= Dragan Jovanović (Yugoslav politician) =

Dragan Jovanović (Драган Јовановић) was a cabinet minister in the Federal Republic of Yugoslavia during the early 1990s.

==Private career==
Jovanović was director of the Serbian Social Accountancy Service in the Socialist Federal Republic of Yugoslavia at the time of that country's disintegration. In an interview with Tanjug in July 1991, he remarked that the constituent republics of Yugoslavia, and in particular Slovenia and Croatia, had stopped making mutual payments due to the deteriorating political situation. This, he added, was preventing Serbia from making its payments to those republics.

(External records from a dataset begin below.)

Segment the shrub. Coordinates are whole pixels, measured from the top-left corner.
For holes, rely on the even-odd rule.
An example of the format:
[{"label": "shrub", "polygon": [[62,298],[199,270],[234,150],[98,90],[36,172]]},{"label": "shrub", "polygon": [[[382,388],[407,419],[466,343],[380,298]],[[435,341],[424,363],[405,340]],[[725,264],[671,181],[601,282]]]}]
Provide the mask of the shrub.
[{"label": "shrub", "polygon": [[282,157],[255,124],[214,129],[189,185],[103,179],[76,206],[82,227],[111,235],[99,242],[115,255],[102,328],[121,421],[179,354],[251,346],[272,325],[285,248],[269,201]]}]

The Federal Republic of Yugoslavia reformed its currency in 1992, resulting in a chaotic period of hyperinflation. Jovanović was removed from his position in June 1992 after being blamed for a disastrous shift to the new dinar. He later accused allies of Serbian president Slobodan Milošević of scapegoating him for the situation.

==Cabinet minister==
On September 11, 1992, Yugoslav prime minister Milan Panić appointed Jovanović as his minister of finance. This was considered as a pointed snub to Milošević and part of a bid by Panić to strengthen his position in an ongoing struggle against the Serbian president.

Jovanović's term in office was ultimately brief. Panić stood down as prime minister in February 1993, shortly after a failed bid to defeat Milošević in the 1992 Serbian general election. Jovanović left office not long thereafter, on March 2, 1993.